Scary Monsters

Sometimes monsters are cuteYesterday was my lucky day. One of my news and blog alerts sent me a link that did, in fact, turn out to be an excellent example of citizen journalism in action, but that was just the tip of the iceberg. Really, to call it citizen journalism and stop there would be nothing short of ironic; it goes to the very heart of the communication ideal. I arrived at Citizen Rob's Blogspot site—only one of many related sites, as it turns out—via a link to a blurb he titled Cue sympathy in 3... 2... 1... about the absurd antics of a local news team, but fortunately I didn't stop there.

Fortunately, I began poking around and discovered not only the reason for the My Beloved Monster & Me blog title, but a most excellent collection of Rob's writings from the distant past to the present.
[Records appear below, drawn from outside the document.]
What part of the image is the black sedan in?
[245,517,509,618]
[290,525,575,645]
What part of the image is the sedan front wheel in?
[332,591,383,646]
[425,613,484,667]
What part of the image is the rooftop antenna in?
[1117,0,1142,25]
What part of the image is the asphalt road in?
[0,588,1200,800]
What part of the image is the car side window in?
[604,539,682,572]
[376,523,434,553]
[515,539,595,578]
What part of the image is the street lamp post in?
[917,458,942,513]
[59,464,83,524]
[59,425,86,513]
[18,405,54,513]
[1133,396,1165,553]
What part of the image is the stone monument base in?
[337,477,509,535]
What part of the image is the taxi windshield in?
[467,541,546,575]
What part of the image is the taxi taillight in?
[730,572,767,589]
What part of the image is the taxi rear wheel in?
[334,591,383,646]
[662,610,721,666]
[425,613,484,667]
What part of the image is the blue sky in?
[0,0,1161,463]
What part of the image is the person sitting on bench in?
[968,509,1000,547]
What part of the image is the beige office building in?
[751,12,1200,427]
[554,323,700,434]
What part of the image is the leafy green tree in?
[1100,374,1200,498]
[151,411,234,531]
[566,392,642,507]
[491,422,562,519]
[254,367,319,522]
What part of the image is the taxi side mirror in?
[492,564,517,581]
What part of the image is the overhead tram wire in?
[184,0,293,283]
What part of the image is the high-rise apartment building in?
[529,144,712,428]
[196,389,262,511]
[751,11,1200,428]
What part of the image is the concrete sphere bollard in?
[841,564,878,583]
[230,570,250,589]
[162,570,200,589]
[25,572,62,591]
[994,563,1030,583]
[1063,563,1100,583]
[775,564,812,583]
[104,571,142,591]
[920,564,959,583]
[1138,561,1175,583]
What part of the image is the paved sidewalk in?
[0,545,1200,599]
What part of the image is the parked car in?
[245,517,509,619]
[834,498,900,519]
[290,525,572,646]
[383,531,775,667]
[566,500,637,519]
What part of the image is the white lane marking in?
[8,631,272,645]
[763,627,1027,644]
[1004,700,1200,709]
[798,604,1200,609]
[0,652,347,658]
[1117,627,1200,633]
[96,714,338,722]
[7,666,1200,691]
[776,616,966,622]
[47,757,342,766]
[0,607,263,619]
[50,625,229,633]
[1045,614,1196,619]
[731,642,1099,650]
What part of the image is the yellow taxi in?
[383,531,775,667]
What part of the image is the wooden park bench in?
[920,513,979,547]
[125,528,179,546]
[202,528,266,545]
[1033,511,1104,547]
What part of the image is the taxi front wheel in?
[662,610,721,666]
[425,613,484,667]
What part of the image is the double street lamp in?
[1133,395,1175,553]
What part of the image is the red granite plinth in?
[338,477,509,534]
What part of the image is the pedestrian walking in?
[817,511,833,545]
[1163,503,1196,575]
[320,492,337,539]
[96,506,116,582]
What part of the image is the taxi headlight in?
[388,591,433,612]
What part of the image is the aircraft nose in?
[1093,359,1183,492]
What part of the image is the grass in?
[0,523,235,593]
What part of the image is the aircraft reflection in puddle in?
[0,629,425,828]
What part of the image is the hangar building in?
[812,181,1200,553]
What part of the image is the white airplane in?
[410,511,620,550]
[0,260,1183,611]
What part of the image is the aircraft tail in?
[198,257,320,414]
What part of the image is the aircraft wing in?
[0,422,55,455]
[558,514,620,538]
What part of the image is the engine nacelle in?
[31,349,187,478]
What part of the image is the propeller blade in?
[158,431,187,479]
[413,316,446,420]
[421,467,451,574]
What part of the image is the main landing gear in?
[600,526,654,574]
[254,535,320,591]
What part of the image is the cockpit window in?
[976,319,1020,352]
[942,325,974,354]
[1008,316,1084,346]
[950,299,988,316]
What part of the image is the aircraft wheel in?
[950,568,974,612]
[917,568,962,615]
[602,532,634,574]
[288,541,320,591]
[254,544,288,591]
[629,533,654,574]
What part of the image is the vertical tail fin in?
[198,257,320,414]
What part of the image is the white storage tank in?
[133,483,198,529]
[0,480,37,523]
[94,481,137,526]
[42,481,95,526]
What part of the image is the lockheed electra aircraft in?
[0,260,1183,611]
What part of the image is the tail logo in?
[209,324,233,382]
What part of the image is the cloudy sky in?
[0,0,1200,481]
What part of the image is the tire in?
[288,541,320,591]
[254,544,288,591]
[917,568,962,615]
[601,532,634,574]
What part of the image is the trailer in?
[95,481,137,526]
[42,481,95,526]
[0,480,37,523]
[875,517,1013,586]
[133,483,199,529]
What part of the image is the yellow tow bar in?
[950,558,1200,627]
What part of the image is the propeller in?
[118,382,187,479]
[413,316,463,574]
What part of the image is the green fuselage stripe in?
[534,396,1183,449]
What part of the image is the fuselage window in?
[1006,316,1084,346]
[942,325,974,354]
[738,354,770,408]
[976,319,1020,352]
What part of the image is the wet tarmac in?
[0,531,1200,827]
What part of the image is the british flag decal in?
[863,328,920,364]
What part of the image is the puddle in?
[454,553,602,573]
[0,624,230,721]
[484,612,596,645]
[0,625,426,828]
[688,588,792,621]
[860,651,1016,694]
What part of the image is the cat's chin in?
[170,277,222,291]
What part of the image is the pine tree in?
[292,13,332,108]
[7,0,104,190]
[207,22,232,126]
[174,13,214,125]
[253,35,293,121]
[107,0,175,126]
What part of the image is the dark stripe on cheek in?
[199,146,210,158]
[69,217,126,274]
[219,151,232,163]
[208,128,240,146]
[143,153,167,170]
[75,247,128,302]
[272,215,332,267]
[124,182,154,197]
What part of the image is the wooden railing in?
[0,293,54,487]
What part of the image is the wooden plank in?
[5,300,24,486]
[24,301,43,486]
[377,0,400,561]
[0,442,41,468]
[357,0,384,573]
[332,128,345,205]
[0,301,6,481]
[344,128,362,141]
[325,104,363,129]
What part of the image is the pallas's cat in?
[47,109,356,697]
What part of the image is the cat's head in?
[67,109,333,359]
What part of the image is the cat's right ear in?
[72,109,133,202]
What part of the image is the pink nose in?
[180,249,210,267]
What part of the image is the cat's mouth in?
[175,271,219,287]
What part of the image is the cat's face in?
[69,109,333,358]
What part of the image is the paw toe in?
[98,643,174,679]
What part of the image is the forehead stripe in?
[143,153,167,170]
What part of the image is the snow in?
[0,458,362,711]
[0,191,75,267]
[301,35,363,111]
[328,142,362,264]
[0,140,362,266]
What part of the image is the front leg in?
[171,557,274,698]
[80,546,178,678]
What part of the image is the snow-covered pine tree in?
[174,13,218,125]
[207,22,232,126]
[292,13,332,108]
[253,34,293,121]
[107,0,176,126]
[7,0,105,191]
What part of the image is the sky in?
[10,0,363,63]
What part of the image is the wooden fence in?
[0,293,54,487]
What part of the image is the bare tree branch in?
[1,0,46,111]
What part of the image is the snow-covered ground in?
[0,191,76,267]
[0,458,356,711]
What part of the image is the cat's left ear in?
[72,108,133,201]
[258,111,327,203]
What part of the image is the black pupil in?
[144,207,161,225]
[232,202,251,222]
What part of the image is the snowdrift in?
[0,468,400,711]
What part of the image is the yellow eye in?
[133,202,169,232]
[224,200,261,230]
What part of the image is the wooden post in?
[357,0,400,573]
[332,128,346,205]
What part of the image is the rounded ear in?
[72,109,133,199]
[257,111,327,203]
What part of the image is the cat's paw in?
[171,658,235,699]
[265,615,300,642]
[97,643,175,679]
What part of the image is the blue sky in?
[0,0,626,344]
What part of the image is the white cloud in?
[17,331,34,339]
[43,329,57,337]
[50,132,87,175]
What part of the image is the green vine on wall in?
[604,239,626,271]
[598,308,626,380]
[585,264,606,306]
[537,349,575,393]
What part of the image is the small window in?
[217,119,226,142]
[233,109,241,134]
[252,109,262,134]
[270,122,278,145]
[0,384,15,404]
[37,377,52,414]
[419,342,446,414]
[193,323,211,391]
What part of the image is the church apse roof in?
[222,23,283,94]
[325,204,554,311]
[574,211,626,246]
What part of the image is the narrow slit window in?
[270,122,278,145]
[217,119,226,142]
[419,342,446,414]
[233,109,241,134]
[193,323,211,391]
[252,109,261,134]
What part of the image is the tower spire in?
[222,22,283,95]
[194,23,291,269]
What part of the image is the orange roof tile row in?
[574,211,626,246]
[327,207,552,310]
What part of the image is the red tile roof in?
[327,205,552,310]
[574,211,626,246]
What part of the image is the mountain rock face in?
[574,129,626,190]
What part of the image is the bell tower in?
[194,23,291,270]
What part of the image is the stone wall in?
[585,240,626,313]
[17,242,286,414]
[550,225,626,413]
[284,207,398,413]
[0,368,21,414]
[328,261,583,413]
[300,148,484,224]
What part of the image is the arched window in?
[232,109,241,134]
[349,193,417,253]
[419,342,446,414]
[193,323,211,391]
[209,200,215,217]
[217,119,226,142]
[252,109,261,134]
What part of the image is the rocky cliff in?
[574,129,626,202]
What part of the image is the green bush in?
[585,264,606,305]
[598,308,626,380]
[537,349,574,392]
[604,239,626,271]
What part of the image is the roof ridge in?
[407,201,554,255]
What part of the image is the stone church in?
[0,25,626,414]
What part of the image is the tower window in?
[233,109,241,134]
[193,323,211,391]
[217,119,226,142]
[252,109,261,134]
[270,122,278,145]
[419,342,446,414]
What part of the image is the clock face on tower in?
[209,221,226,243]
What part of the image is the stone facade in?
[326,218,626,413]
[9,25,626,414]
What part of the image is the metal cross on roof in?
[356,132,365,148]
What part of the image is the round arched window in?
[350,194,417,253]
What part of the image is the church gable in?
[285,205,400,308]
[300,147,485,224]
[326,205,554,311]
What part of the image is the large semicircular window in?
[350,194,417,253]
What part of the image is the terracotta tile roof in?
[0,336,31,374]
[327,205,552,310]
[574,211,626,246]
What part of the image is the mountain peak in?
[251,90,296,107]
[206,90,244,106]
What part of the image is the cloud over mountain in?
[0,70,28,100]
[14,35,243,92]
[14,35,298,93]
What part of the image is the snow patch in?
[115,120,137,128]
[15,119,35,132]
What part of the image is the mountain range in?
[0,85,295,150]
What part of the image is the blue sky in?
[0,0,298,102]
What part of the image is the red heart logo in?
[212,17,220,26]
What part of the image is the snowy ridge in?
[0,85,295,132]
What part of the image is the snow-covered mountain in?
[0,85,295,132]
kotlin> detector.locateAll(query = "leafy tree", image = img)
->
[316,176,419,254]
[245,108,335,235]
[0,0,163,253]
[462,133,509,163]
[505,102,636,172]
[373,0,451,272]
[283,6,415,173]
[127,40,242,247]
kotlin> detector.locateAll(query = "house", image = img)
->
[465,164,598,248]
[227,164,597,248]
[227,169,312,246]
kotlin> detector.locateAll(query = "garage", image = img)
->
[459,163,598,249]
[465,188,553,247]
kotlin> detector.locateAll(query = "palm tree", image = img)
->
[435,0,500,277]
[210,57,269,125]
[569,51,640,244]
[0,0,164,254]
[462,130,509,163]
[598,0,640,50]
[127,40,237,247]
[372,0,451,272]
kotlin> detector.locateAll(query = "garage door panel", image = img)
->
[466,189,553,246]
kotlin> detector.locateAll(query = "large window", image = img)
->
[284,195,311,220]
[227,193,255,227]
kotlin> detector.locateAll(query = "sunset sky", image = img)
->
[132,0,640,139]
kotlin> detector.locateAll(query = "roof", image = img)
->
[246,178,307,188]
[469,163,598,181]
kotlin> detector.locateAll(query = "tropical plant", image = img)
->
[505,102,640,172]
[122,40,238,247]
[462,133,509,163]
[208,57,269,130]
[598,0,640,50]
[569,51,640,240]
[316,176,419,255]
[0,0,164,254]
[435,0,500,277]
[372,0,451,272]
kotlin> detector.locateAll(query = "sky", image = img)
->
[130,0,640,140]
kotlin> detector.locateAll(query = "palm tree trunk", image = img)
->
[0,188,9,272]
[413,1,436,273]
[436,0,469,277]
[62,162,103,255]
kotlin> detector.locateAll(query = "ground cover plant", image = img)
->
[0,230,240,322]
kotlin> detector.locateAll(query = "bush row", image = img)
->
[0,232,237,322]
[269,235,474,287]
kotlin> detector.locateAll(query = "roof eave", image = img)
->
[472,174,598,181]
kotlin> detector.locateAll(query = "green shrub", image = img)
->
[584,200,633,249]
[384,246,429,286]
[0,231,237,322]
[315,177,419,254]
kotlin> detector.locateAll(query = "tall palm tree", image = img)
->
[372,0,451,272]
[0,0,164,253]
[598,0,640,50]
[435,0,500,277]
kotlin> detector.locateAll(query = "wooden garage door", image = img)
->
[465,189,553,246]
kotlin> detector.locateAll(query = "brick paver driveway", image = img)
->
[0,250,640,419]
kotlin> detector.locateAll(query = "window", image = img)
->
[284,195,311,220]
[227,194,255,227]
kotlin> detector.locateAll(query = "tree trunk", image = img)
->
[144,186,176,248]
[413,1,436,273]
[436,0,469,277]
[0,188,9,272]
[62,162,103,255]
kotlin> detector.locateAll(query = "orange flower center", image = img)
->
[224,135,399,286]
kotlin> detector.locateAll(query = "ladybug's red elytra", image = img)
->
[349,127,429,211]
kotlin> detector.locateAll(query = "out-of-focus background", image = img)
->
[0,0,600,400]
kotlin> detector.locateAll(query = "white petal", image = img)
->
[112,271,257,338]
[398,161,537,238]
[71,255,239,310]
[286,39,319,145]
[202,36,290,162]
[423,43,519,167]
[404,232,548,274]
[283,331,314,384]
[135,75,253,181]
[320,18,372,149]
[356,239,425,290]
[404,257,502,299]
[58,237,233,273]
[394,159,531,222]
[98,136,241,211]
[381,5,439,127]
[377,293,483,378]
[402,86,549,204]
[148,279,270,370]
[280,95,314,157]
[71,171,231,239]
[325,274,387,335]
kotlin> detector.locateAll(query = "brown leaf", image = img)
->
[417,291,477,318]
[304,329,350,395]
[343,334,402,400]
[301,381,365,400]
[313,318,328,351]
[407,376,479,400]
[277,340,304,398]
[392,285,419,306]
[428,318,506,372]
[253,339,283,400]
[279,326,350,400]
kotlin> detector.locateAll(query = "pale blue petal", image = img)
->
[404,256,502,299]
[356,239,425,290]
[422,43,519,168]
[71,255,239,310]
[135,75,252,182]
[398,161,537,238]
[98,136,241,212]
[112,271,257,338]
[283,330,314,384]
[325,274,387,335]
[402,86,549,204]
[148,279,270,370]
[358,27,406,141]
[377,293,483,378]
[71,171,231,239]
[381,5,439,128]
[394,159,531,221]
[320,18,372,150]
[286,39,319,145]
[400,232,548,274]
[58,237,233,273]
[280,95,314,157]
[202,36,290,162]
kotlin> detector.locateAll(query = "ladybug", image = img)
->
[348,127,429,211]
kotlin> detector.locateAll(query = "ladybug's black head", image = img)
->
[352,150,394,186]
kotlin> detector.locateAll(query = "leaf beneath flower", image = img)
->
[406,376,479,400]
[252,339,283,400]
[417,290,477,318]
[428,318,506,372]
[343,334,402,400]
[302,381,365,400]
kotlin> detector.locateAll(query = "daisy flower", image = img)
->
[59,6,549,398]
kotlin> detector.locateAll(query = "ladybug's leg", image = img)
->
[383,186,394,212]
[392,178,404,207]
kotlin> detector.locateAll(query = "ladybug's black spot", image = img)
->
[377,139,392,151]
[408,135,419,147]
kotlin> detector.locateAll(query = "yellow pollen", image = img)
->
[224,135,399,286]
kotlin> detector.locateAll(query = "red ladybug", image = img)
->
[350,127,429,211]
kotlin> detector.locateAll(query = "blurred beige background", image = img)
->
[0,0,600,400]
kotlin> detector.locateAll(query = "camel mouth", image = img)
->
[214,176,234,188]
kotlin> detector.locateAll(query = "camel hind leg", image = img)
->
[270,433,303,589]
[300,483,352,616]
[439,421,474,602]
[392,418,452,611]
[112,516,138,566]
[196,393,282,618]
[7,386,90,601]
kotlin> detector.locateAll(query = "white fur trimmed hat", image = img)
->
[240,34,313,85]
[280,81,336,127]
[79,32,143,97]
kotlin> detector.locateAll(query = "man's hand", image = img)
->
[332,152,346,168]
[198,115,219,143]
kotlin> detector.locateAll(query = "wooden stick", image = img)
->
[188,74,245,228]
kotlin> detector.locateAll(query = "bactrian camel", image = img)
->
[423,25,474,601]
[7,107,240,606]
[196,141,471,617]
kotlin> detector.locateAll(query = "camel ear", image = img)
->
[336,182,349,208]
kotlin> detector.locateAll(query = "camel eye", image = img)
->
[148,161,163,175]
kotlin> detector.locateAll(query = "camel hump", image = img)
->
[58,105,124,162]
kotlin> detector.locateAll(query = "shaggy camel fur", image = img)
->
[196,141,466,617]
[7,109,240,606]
Blogs link to blogs, and Web sites to Web sites; I lost track of all the levels between my original entry point and his more official, serious representations elsewhere on the Net. Man, can this guy write. He's one of those natural writers, I think, to whom written communication is second nature, if not first. I'm guessing his often self-deprecating sense of humor works the same way: it's the natural expression of a unique and priceless personality. This is from one of his bios—others are a bit more serious—that I happened to stumble upon during my travels through his many online points of presence.

Rob is the author of the following: a book-in-progress about his daughter called Schuyler's Monster (to be published by St. Martin's Press in 2008), several half-completed novels, the most recently being a serious gloomy ghost story, World War One sort of a thing; some stuff that he doesn't really want to talk about that got him in a great deal of trouble but nevertheless still cracks him up a little; an early and embarrassing collection of journal-like essays called Robservations (a title that perhaps might have benefited from another five or ten minutes worth of thought); an early journal effort called the Pages of Goo that got him into trouble almost from the first entry; a chronicle of his time in Kalamazoo called, originally enough, Kalamazoo Days; and of course The Book of Rob, unique in his output in that someone actually read it.

Like every other man, woman and child in America, Rob loves bacon.

Mmmmmm . . . bacon! Anyhow, there's so very little I can say that would do this thing justice in any meaningful way, so I'll leave you to explore his world on your own. Not that it's all lighthearted fun and madness; the story behind Schuyler, his beloved monster, his mute little cyborg, his pretty ninja, is both heartbreaking and profoundly encouraging. Together, they have many adventures.